Medline ® Abstract for Reference 63
of 'Molecular pathogenesis of exocrine pancreatic cancer'
Screening for pancreatic cancer in high-risk individuals: a call for endoscopic ultrasound.
Larghi A, Verna EC, Lecca PG, Costamagna G
Clin Cancer Res. 2009;15(6):1907.
Pancreatic cancer has a dismal prognosis, and early detection through screening is likely to be our best hope to improve survival. The relatively low incidence of pancreatic cancer and the insensitive screening techniques available currently render this approach prohibitively expensive and inefficient in the general population. Screening has begun, however, in the subset of patients at the highest risk of disease, such as those with inherited risk due to familial multiorgan cancer syndromes or in familial groupings of pancreatic cancer with yet unidentified genetic abnormalities, termed familial pancreatic cancer. Screening is currently done at several large centers in the world, each with a unique multidisciplinary approach and series of screening tests. Endoscopic ultrasound has emerged as the most promising imaging test given its high sensitivity and potential for tissue sampling.

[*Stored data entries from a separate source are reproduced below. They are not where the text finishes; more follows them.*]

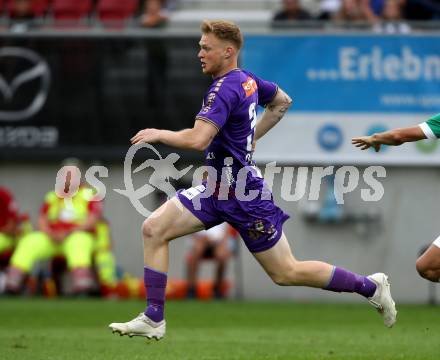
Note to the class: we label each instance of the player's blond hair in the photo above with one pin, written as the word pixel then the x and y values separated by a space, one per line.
pixel 224 30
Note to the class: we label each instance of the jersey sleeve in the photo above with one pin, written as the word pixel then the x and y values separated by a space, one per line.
pixel 431 127
pixel 218 104
pixel 266 91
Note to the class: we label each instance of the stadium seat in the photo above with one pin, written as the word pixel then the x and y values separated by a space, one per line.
pixel 39 7
pixel 71 10
pixel 116 10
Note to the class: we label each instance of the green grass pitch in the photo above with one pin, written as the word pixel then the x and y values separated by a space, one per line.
pixel 34 329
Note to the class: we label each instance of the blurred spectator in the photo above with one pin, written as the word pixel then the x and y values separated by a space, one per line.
pixel 153 16
pixel 391 20
pixel 291 10
pixel 67 228
pixel 12 226
pixel 215 244
pixel 104 259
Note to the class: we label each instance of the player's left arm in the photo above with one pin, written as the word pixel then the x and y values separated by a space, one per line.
pixel 273 113
pixel 197 138
pixel 393 137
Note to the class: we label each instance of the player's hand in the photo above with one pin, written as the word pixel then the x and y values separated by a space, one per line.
pixel 146 136
pixel 365 142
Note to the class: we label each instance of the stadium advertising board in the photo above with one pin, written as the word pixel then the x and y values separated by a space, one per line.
pixel 345 86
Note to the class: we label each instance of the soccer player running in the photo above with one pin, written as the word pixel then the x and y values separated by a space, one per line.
pixel 225 129
pixel 428 264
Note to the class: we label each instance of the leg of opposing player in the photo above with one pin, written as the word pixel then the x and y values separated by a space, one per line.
pixel 169 222
pixel 285 270
pixel 428 264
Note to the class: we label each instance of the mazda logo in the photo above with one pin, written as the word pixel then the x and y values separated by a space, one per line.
pixel 39 70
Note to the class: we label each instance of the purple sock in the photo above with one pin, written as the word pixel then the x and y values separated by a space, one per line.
pixel 345 281
pixel 155 283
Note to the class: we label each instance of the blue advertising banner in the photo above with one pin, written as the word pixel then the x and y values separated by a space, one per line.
pixel 350 73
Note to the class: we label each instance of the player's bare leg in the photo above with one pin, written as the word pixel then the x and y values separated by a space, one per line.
pixel 282 267
pixel 428 264
pixel 170 221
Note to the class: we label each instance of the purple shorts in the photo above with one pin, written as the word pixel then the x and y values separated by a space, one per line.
pixel 258 221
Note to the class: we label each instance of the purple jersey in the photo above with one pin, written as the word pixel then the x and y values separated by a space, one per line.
pixel 230 105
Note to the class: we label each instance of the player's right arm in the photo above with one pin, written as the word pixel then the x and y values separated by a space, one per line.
pixel 273 113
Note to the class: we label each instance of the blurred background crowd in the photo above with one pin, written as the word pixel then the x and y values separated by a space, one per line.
pixel 20 14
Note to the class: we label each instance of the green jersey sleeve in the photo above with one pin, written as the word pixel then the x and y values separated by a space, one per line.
pixel 431 127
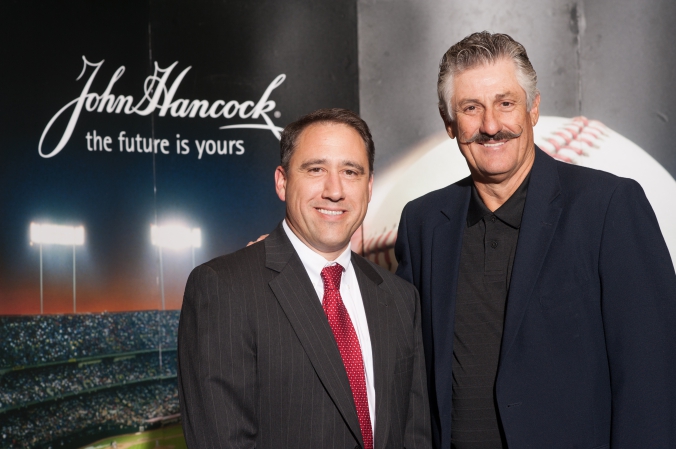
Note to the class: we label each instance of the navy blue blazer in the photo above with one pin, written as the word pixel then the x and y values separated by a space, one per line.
pixel 588 355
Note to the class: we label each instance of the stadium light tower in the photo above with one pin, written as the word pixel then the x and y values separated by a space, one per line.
pixel 174 237
pixel 49 234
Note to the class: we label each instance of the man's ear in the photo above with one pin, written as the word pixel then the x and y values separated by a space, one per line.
pixel 535 111
pixel 280 183
pixel 448 124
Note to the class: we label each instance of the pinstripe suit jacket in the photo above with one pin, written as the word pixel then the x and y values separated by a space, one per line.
pixel 259 366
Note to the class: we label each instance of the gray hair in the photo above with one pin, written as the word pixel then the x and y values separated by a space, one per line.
pixel 479 49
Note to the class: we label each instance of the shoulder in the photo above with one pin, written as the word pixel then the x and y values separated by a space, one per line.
pixel 438 198
pixel 237 265
pixel 390 282
pixel 595 185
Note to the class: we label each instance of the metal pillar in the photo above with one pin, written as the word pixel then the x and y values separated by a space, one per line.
pixel 41 290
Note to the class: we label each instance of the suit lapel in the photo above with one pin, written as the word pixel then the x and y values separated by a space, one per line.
pixel 446 248
pixel 540 218
pixel 383 346
pixel 298 299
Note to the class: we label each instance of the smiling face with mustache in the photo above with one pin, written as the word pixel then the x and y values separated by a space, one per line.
pixel 493 125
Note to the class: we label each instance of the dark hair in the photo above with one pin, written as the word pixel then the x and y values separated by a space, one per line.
pixel 334 115
pixel 484 48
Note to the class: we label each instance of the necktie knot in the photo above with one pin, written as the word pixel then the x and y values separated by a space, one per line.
pixel 331 276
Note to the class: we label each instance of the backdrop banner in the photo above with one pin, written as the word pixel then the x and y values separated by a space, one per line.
pixel 138 139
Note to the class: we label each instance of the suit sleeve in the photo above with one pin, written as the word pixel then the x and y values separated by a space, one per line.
pixel 639 316
pixel 418 426
pixel 216 366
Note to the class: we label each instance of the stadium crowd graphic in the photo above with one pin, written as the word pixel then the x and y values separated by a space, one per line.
pixel 67 375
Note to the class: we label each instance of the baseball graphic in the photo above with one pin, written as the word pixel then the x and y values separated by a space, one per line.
pixel 437 162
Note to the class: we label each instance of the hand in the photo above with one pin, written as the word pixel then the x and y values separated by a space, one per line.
pixel 262 237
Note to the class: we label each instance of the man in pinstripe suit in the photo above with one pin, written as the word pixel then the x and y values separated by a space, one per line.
pixel 296 341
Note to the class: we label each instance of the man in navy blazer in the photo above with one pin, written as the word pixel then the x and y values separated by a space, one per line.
pixel 581 351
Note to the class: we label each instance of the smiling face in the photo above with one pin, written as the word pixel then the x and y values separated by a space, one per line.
pixel 327 187
pixel 492 123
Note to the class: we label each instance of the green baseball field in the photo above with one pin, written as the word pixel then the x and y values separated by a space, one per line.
pixel 165 438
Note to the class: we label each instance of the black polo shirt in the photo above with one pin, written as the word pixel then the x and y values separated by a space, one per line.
pixel 487 257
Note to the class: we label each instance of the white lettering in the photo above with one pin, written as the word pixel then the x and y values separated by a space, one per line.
pixel 156 96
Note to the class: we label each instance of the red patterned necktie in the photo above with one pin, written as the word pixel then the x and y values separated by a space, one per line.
pixel 349 348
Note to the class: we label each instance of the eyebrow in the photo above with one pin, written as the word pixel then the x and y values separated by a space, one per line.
pixel 346 163
pixel 474 100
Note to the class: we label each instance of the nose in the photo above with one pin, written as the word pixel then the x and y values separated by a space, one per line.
pixel 490 123
pixel 333 187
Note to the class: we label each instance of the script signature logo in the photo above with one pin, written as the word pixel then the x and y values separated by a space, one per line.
pixel 158 97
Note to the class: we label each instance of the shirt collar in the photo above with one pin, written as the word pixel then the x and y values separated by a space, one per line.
pixel 510 212
pixel 312 261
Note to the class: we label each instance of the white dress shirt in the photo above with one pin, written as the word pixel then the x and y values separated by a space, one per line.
pixel 351 295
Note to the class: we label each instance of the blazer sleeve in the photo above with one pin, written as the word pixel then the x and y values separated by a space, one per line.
pixel 216 365
pixel 418 426
pixel 638 303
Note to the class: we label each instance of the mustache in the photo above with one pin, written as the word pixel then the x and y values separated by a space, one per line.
pixel 481 137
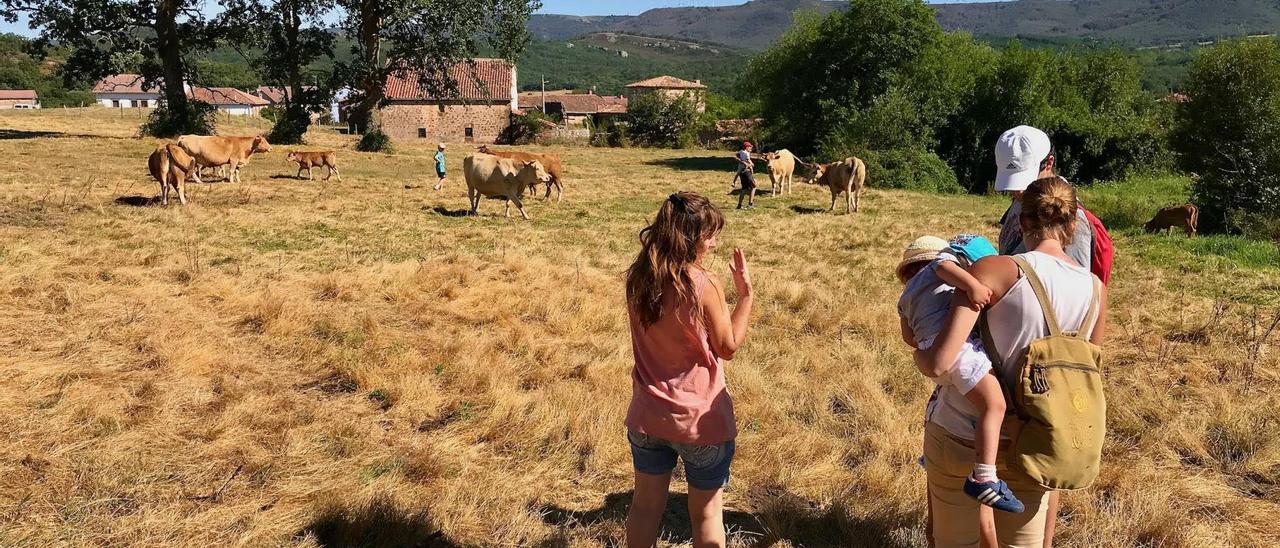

However, this potential to detect and cure early lesions should be carefully balanced with the risk of overtreatment, especially in view of the morbidity and mortality of pancreatic surgery. Additional experience to help determine the best screening strategy is greatly needed. Screening should therefore be done at experienced centers with multidisciplinary teams of specialists and in the context of research protocols.